Cuando terminó, impulsivamente ella lo abrazó:
– Curtis, ¡eres el hombre más encantador!
El se sintió complacido con el genuino gozo de ella. Era extraño, reflexionó, que mientras Dodo se había mostrado tan dispuesta a aceptar los regalos costosos, como cualquiera de las predecesoras, eran las cosas pequeñas como ésta las que parecían darle mayor placer.
Terminó de leer los papeles de la carpeta, y a los quince minutos exactos, se oyeron unos golpecitos en la puerta, que contestó Dodo. Entraron dos hombres, ambos con carteras… Odgen Bailey, el que había telefoneado, y su segundo, Sean Hall, quien había estado con él, en el vestíbulo de entrada. Era una edición más joven de su superior, y dentro de diez años, pensó O'Keefe, probablemente tendría la misma expresión cetrina, concentrada, que sin duda provendría de escudriñar balances y de escrutar estimaciones financieras eternamente.

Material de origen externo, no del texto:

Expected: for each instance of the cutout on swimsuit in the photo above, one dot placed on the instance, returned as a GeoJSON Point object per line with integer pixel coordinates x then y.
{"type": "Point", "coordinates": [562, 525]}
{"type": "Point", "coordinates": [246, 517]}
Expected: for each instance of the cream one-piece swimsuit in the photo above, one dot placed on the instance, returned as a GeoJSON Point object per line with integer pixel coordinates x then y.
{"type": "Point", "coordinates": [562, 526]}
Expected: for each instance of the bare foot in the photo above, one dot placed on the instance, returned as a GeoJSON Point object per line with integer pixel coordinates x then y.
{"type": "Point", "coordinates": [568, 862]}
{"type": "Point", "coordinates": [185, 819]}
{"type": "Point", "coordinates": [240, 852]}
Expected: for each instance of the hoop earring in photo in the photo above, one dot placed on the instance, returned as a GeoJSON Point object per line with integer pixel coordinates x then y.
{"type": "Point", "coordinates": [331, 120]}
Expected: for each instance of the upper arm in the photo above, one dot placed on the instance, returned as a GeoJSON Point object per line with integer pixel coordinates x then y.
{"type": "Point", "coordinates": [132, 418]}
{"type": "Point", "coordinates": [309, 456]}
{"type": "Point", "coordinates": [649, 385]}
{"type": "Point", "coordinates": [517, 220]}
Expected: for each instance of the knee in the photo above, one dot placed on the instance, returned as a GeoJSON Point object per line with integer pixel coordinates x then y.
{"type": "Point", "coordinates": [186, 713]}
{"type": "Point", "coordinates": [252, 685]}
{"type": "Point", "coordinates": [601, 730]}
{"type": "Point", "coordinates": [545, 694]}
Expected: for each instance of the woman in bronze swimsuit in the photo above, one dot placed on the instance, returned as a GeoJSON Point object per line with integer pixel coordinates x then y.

El hotelero saludó a ambos hombres con cordialidad. Odgen Bailey, alias Richard Fountain en este momento, era una experimentada figura clave en la organización de O'Keefe. Además de tener las cualidades usuales de un contador, poseía una extraordinaria habilidad para entrar en cualquier hotel, y después de estar una o dos semanas observando con toda discreción, generalmente ignorado por el gerente del hotel, producía un análisis financiero que más tarde resultaría muy parecido a las cifras del propio dueño del hotel. Hall, a quien Bailey mismo había descubierto y entrenado, prometía el desarrollo del mismo tipo de talento.